I'm thinking about your experience in light of my recent post on methodology, which talked about the virtues of models with predictions. Now there you were, realizing that there was a practical problem with the models you were working with, and you had two alternatives. One was to do brutally difficult and technical work that might solve the problem, but was hard to get people to read or publish. The other was to blog instead. You've certainly had way more impact taking the latter route. I'm wondering what it would have taken for the former route to work out for you?

I guess that's in some ways a sociology-of-economics question - what would it have taken for your answer to gain traction?

Stephen,

Thanks for this interesting post. You certainly know more than me about DSGE models, and I found this very informative.

I'd like to comment on one thing you've said. In an environment with inter-temporal maximization, general equilibrium has much stronger implications than simply ensuring that "things add up". That makes it sound innocuous, as though it were simply an accounting identity. In fact, it is a far stronger assertion that requires solving for a unique equilibrium time path across all periods (Samuelson, 1958).
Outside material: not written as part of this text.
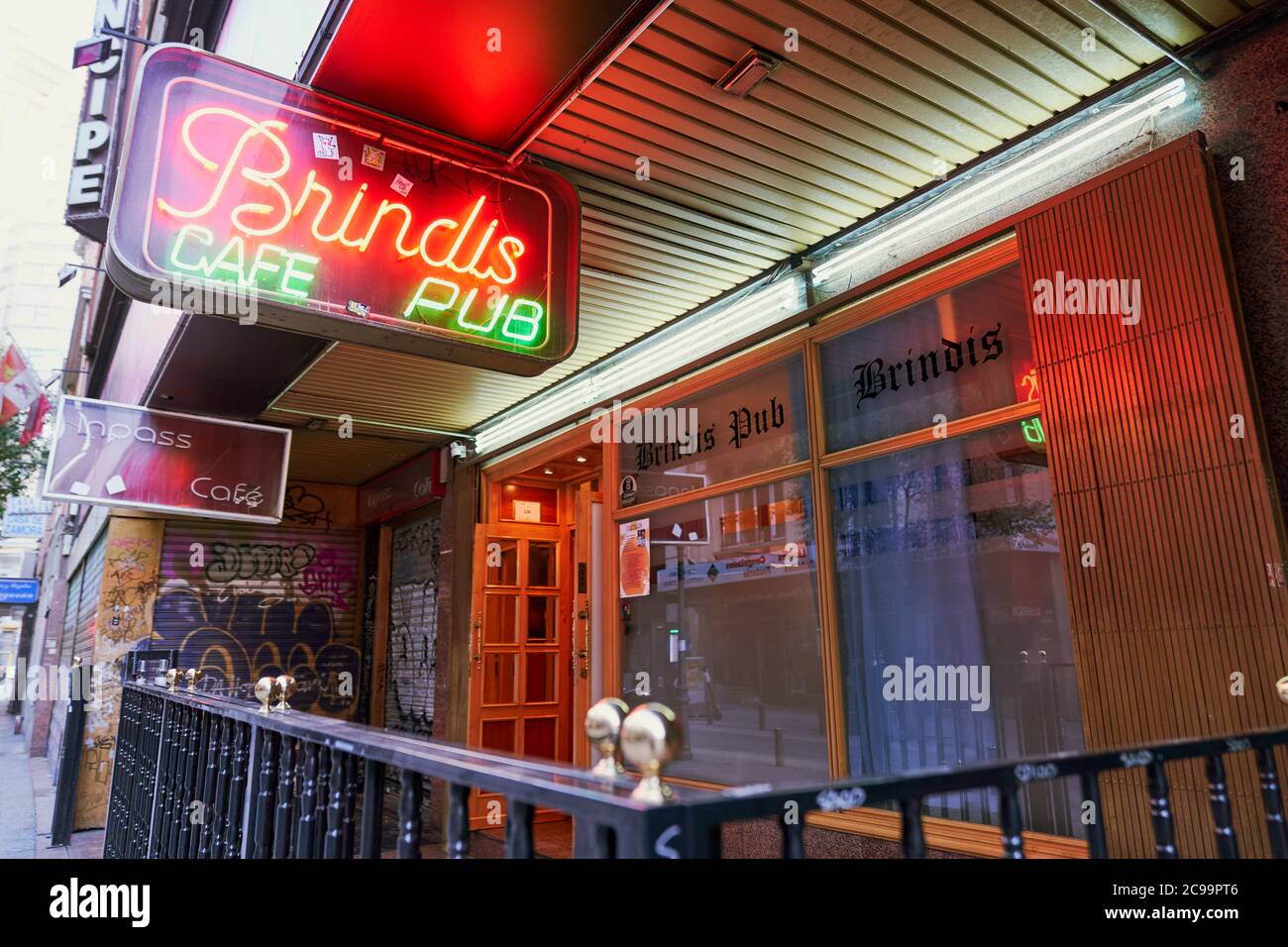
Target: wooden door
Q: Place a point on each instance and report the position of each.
(585, 579)
(520, 650)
As you said, reasonable people can disagree about modeling choices. I am neither for, nor against, general equilibrium in principle. However, it is more than a simple accounting identity, and it certainly does not come for free. While general equilibrium is an important tool, I suspect we may be miss many insights about the real-world economy by taking for granted the need for such a strong notion of equilibrium.

I'm sure you were well aware of all this, and I hope this doesn't seem too picky. Just thought it added to the discussion. Again, great post!

You, or your professor, have re-discovered Pontryagin's minimum principle, which I agree is brilliant. It is also well known that it is much harder to find stochastic solutions to a global approach such as this versus Bellman's iterative approach. However, it has been done and there are papers on stochastic pontryagin solutions that the budding grad student may wish to consult.

I don't think this has much to do with whether DSGE approach is a "dead end" as declared by Axel Leijonhufvud and many others, or how much insight can be gained from them. The problem is not the well-behavedness of the solutions to linear approximation but the well-behavedness of the model to deformations as well as the aggregation problem when many individuals with different endowments are each optimizing a different value function, each possibly using different approximation techniques.

In physics, there is one decision maker -- "nature" -- and one value function. But in economics, you may have 2 actors with mutually inconsistent expectations of future prices, different value functions, and each using a different approximation to determine their present day consumption. Even if there were complete markets for every possible opinion that someone may have about the future, nothing mandates participation in these expectations markets.

But the two aggregate solutions [(c_1(t), l_1(t)), (c_2(t), l_2(t))] of two optimization problems with two different expectations of future prices is not in general, the solution of a single multi-period optimization problem with a single expectation of future prices. Add in a hundred million decision makers, and it is easy to see why some people don't see a lot of value in this approach, and prefer to just look at known patterns in aggregate behavior.

Moreover, as every model is only an approximation to the underlying behavior being modelled, there is no point in considering models whose conclusions are reversed when small terms are added to the value function, or whose solutions differ discontinuously when they are calculated by optimizing over a truncated number of periods versus over all periods.

But dynamic optimization problems famously do not have this property in general. Other disciplines, such as physics, do restrict themselves to only considering certain functional forms in their Lagrangians for this reason.

rsj: No, that's not Pontryagin's minimum principle. The minimization is with respect to the *exogenous* variable p, not the control variable.

Dan: To the extent that equilibrium paths must be consistent with the laws of motion, GE still amounts to making sure that things add up.

Frances: That really is - as they say around these parts - la question qui tue. Maybe I should have gone to a higher-profile school for my PhD.

It is interesting to note that economists assume unbounded rationality, but in fact the Taylor approx implies some kind of bounded rationality of the model builder.

Interesting article. In fact, we face the exact same problem with economic growth models, endogenous or not. Indirect methods (Pontyagrin's Maximum Principle) that solve the underlying optimal control problem are somewhat limited due to the linearization/log-linearization and the numerical tools available boil down to solving ordinary differential equations derived from the necessary optimality conditions.

We are about to publish an article on the Journal of Economic Dynamics and Control that allows one to use a direct method to solve infinite-horizon nonlinear growth models without having to linearize. The NLP problem is fully nonlinear, with all its multiple-equilibria nuisances. But still, a fairer approximation of reality. Anyway, this allows for such interesting things as studying multiple sequential shocks or time-invariant tax policies (which in the analytical version are intractable problems).